I’ve wondered a million times how to start a story from the middle, and I feel no closer to an answer than when I started. It’s a puzzling place for a storyteller to be. So much has happened, and, yet, still not enough.
My story began here three years ago. It was with such excitement that I posted my first entry explaining the adventure that I saw lying ahead of me. I was so proud to have decided to leave my job, my life, family and friends, to instead make my home on the dusty Sahel. Mali, I told myself, would be where I truly learned to live.
And live I did.
It’s almost uncanny how accurately I described how I expected my life to be. “My village will likely be around a thousand people, and I will be assigned a counterpart who will assist me in my integration as well as my implementation of various projects as a volunteer. I will likely live in a mud house, with a couple rooms, a propane-powered stove, a pit latrine, and a pump well located within walking distance from which to collect water,” I wrote. And so it was. Though you knew that already.
I intended to share with you all of the pieces of my story, so you could follow along at home. I tried to wrap up my thoughts in short vignettes to shed light on my experiences and also expand people’s perceptions of life half a world away. Initially my task was not that hard. Everywhere I looked I saw remarkable things worth sharing. Every moment felt special as I adjusted to a world so different from the one to which I was accustomed. First through training, then when I got to my site, I wanted to explain every hue, every interaction, every thought.
However, the longer I stayed, and the more I adjusted, the harder it was to explain anything. The more I learned, the less I could decipher which aspects of my fascinating new life were worth relaying to all those following along at home. Every sentence I scribbled in my weathered and worn cahier possessed a back story that was too tiring to get into. And there I go again. Cahier. The French word for notebook. Perhaps I should have added footnotes? But then what is a vignette if it only makes sense thanks to a littering of superscript addendums smirking after every sentence?
But now I’ve returned to you. Feebly explaining my absence, and humbly trying again to describe the indescribable. I have so much to catch you up on; the only question is where to begin?

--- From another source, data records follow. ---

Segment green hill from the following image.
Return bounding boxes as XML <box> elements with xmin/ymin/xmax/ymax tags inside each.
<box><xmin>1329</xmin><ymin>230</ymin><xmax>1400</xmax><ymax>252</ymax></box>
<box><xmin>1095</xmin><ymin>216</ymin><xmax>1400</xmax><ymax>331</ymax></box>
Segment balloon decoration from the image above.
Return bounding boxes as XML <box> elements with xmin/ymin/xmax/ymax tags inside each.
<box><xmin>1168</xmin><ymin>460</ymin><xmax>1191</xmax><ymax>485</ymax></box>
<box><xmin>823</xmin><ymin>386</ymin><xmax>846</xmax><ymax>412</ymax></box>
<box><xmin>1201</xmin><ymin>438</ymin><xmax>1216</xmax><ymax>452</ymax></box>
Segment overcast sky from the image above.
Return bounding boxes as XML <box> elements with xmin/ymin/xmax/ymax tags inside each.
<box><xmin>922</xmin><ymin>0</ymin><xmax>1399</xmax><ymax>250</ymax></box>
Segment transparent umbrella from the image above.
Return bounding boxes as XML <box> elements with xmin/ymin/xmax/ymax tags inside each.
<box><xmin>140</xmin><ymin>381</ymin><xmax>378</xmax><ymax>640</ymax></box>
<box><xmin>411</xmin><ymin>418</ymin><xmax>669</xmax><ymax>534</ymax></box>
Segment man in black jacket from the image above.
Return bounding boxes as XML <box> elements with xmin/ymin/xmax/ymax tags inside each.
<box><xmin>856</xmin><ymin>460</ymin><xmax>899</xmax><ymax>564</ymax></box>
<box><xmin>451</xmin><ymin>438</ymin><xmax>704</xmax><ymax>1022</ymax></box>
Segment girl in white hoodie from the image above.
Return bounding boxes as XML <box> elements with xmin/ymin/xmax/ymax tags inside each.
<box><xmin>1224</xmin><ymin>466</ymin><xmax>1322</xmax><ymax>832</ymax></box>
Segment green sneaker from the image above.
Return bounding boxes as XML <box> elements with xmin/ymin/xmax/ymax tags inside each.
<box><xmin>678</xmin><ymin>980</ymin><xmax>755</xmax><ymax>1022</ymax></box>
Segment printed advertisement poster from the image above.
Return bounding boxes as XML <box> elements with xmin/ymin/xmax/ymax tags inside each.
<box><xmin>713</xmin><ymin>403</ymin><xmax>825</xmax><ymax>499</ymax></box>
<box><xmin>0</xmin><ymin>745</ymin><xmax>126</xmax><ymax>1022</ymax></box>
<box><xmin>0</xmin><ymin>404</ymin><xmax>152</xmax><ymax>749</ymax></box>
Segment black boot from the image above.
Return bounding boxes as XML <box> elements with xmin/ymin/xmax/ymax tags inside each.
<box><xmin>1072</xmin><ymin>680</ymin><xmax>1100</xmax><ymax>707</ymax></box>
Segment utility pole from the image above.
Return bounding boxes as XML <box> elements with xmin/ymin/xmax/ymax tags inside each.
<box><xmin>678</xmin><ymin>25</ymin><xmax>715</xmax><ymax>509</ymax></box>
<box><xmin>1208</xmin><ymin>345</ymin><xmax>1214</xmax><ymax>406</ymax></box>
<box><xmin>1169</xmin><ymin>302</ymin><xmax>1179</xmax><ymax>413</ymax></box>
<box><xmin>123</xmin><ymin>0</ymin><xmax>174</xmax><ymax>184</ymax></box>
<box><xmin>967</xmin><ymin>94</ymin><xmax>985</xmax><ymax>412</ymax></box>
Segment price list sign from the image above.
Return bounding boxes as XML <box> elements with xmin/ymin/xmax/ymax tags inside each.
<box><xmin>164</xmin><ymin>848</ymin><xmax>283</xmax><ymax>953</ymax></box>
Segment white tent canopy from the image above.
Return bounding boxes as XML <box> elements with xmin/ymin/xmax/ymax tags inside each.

Do I start from where I previously left off, with Selini? With what was supposed to be my next posting about getting a kitten from Jim’s village? One who turned out to be crazy, and adorable, and ultimately eaten by village boys? What about the second kitten I got twenty minutes after I told Seydou I wanted a new one, the one so small it fit in my pocket, bent tail, underdeveloped mew, worms and all? Do I better explain Seydou, the man who started out as my village-appointed overseer, but turned into my most trusted Malian friend? Do I try and fill in all the missing pieces I left out the first time around?
Or do I start from where my Mali story was put on hold? The morning I learned of the coup? The day I left village, or left San, or left Mali? Or Ghana? Or when I arrived in America? Where do these things start and stop?

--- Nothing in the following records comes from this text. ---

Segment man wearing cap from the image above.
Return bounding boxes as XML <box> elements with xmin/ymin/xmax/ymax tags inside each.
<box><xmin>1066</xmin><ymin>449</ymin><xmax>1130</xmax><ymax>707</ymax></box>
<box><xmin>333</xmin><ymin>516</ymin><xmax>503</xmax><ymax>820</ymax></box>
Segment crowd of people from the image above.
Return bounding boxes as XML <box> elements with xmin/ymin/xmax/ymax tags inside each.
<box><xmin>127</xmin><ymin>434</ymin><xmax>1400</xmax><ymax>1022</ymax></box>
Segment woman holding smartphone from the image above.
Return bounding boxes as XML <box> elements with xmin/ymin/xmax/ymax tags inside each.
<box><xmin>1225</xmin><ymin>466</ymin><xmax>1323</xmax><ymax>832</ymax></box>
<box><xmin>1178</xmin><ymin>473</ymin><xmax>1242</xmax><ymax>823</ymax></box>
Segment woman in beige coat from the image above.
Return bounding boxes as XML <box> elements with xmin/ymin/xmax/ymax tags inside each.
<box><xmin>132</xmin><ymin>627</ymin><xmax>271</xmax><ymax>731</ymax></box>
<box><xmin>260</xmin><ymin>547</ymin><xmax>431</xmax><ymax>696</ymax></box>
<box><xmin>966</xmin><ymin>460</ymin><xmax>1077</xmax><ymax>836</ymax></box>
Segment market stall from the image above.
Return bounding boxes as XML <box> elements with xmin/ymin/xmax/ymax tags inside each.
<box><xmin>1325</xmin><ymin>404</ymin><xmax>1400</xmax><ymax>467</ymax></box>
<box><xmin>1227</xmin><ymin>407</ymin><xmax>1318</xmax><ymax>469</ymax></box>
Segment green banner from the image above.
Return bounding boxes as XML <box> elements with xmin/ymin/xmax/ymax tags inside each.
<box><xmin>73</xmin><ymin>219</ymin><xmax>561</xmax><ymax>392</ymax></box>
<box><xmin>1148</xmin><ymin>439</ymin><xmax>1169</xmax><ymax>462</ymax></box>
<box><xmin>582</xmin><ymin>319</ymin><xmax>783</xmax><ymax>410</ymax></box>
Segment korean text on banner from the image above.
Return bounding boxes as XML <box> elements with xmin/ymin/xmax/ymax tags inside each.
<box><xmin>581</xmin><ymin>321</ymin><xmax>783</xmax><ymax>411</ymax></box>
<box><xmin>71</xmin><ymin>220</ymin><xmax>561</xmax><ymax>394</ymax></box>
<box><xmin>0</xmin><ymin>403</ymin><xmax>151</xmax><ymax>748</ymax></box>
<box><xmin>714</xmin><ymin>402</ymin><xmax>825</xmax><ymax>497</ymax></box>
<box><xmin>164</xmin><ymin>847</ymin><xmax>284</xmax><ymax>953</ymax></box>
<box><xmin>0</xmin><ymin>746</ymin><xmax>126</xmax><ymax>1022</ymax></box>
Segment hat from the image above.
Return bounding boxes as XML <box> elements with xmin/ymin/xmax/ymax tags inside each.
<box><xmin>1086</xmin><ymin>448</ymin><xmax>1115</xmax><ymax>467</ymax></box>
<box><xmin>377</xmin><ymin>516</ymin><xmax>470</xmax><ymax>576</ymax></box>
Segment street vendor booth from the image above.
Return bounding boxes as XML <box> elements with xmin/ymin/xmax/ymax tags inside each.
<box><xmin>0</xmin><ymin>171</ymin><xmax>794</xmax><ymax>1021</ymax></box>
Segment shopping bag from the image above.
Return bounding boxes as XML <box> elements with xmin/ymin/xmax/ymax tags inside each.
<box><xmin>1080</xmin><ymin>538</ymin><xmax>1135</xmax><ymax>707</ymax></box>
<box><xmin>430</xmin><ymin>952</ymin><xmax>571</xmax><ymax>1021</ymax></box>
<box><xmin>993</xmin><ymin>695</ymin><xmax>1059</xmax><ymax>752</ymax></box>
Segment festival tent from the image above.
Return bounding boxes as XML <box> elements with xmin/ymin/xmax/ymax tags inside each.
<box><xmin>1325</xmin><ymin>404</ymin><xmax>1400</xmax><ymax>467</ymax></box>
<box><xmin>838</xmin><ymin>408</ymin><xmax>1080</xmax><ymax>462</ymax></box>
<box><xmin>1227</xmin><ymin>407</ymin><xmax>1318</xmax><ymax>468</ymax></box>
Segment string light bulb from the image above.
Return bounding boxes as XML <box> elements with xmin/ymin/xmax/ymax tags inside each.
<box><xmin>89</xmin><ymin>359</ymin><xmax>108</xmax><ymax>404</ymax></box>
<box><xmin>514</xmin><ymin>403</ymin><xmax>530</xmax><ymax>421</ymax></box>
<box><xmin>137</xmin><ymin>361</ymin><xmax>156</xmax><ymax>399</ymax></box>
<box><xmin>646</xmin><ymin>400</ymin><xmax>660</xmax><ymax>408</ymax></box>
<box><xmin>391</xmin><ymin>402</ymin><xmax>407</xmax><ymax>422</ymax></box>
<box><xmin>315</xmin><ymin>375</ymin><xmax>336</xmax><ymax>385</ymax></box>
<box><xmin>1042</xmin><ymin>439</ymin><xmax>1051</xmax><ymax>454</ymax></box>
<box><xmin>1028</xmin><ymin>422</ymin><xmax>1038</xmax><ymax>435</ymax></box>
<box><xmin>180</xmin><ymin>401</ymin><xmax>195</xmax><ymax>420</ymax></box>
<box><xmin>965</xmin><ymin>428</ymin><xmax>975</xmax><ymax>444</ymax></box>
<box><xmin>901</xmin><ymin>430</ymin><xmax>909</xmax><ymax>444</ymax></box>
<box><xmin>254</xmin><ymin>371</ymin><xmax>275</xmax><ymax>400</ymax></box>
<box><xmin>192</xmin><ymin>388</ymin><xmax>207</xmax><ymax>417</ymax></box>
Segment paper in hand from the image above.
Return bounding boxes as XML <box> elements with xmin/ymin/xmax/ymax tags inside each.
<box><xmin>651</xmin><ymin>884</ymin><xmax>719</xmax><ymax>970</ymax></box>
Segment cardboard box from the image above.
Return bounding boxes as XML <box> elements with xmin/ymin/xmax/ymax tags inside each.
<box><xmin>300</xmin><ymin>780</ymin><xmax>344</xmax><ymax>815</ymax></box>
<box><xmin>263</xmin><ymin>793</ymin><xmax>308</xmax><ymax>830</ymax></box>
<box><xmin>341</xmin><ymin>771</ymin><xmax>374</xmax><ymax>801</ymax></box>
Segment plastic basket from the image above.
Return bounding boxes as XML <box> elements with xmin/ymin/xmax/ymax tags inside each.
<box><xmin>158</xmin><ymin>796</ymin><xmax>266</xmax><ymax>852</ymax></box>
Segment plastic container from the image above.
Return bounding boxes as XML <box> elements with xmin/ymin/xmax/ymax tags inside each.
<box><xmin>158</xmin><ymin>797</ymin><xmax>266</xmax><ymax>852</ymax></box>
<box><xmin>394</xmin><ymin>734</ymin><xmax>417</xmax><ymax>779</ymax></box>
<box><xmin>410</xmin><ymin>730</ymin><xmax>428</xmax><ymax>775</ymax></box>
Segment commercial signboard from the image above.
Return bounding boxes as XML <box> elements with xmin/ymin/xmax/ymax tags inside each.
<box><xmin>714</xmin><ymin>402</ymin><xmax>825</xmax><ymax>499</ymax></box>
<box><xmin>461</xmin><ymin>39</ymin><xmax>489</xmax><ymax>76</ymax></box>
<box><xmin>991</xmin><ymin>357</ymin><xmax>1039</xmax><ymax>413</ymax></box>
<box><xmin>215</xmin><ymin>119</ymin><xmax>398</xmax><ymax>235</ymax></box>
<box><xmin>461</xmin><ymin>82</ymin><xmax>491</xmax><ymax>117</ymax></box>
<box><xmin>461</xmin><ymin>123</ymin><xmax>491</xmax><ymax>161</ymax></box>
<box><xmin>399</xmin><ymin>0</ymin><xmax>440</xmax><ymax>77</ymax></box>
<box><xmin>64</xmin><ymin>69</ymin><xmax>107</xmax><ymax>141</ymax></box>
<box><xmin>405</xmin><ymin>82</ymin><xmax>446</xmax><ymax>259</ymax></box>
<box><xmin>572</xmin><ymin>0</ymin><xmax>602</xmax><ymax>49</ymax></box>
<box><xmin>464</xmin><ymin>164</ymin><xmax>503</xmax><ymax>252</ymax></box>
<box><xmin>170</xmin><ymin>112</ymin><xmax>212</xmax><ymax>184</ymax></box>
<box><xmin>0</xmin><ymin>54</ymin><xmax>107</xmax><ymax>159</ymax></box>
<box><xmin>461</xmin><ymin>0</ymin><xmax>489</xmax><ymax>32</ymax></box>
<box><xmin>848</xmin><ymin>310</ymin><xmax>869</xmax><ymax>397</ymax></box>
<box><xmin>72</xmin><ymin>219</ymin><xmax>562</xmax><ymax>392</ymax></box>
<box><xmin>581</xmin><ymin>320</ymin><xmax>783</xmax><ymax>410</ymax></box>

Or do I give up on the past and only inform you that somewhere in the space and time after Selini, I have both left and decided to return to Mali? I could say that the harmattan winds are beckoning me, but the truth is that I’d made up my mind that I was returning before I even left village. A temporary hiatus was clearly much easier to face than an actual ending. And while it took almost two years to save up for it, I’m following through with a promise I didn’t ever think twice about making at the time. I suppose you could call me stubborn. Determined. Most likely, just crazy. Either way, I quit my job, repackaged all my things into storage, and bought a one way ticket to a dusty, sun-scorched afterthought of a village. How long will I stay? What will I do there? Why am I going back? These are all good questions. If you’re looking for answers, though, I suppose you’ll just have to stick around a bit longer to see this story to its end.